Several lines of evidence suggest that the amino acid difference in tga1 underlies the inflorescence differences between maize and teosinte. First, the lysine of teosinte in this position has been conserved through grass evolution, including taxa as disparate as rice (Ehrhartoideae), wheat (Pooideae) and R. aurita (Panicoideae) (Wang et al., 2005; this study). Indeed, extensive sequencing from multiple teosinte populations found this to be the only fixed difference between maize and teosinte; the six promoter polymorphisms are variable within teosinte (Zhao, 2006). Second, a single nonconservative mutation in an amino acid adjacent to the potentially causative amino acid of maize tga1 results in teosinte-like glume and rachis internode structures (Wang et al., 2005). Finally, the identification of a tga1 paralog (not1) explains the apparent differences between the tga1 gene and TGA1 protein expression patterns in maize and teosinte reported in Wang et al. (2005). Specifically, quantitative (q)RT-PCR analyses previously showed no difference in tga1 RNA levels between early- to silk-stage maize and teosinte ears (Wang et al., 2005). By contrast, we found a quantitative difference in RNA levels between maize and teosinte lower glumes and rachis internodes by in situ hybridization (Wang et al., 2005).

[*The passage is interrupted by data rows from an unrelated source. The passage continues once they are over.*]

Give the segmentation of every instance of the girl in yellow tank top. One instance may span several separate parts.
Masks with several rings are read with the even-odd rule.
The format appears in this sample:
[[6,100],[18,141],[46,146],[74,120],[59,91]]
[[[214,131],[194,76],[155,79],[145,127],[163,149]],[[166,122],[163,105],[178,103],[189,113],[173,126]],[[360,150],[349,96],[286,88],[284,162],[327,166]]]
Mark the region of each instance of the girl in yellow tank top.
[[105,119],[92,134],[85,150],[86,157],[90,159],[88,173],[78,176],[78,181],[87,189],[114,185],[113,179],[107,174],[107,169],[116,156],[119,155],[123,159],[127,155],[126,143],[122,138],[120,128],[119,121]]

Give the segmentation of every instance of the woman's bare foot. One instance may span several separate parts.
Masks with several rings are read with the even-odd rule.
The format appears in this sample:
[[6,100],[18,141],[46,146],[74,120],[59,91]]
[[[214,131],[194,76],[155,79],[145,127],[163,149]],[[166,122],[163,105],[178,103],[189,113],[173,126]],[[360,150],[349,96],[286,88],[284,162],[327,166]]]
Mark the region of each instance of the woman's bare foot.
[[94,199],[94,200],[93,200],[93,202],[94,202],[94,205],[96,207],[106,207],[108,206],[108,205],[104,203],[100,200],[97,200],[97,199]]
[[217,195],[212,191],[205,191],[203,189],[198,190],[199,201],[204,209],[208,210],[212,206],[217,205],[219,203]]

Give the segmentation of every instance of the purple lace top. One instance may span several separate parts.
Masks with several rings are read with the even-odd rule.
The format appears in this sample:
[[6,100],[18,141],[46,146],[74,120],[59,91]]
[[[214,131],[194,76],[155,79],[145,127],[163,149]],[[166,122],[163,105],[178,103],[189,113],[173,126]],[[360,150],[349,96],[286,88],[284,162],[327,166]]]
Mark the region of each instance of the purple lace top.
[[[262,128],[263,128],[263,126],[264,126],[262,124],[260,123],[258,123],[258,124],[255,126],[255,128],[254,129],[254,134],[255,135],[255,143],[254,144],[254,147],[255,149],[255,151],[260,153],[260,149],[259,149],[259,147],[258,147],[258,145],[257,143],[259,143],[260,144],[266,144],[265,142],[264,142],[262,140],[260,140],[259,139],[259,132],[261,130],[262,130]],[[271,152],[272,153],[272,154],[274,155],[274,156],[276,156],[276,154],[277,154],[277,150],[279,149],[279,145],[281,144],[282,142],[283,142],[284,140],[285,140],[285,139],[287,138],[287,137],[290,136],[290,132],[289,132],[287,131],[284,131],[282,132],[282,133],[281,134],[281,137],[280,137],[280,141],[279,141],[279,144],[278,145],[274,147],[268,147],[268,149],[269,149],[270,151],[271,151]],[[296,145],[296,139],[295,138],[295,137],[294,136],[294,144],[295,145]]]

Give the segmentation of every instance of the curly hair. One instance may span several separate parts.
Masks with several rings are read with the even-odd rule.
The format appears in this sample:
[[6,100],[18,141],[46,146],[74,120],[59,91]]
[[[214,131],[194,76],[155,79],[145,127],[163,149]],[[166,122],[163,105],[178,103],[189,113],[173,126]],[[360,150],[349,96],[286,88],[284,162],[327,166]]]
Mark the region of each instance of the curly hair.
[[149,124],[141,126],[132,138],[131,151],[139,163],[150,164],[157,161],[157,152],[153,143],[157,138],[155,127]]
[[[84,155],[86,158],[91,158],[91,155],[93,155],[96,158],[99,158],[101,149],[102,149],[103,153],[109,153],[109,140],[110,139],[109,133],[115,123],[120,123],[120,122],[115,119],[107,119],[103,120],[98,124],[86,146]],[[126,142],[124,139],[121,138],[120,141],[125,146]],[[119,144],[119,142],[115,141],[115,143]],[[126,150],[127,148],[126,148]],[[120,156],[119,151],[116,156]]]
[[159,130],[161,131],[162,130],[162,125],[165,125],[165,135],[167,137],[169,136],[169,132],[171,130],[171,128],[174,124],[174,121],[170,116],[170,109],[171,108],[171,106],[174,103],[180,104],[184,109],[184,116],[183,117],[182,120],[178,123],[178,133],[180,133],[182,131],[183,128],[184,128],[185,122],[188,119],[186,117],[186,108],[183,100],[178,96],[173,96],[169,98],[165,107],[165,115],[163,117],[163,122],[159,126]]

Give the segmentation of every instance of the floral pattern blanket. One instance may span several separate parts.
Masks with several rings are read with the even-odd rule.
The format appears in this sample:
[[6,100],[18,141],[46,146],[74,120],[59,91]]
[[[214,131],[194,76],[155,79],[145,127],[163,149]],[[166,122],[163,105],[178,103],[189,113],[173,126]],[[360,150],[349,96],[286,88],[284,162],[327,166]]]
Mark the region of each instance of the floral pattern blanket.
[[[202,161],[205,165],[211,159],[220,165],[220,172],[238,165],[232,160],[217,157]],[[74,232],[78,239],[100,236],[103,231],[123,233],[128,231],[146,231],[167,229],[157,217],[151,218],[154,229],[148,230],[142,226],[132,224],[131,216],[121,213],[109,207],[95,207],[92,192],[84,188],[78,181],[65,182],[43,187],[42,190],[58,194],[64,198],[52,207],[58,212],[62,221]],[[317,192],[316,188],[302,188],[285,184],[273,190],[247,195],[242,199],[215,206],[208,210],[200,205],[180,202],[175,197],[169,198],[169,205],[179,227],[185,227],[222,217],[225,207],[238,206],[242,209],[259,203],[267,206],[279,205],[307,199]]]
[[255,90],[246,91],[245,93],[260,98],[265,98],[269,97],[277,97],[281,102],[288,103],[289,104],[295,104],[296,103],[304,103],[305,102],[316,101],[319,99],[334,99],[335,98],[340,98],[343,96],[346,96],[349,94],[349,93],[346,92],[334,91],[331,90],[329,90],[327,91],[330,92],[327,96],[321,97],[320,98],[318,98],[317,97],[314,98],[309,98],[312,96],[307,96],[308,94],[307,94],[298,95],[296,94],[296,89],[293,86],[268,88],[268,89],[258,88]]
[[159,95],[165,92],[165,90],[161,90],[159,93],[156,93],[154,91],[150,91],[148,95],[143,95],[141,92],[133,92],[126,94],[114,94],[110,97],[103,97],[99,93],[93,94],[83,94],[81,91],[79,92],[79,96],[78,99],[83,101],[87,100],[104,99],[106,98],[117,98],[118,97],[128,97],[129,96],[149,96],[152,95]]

Protein levels were also different between the two, as measured by western blots and immunolocalization (Wang et al., 2005). The qRT-PCR primers are specific to tga1 alone, and therefore we conclude that gene expression is indeed similar between maize and teosinte. However, the in situ probe and antibody probably capture both tga1/TGA1 and not1/NOT1 expression, so that elevated RNA and protein levels in late-stage teosinte ears reflect higher expression of not1/NOT1 rather than tga1/TGA1. This interpretation is strongly supported by our allele-specific expression data. We infer that the expression of the tga1 gene and its protein product are thus quantitatively similar between the two species. Therefore, our data do not support the hypothesis that differences in the teosinte and maize glume and rachis are a result of variation in protein stability or translational efficiency. Instead, we prefer the hypothesis that the replacement of either residue five or six of TGA1 changes its biochemical function and causes the glume and rachis differences between maize and teosinte.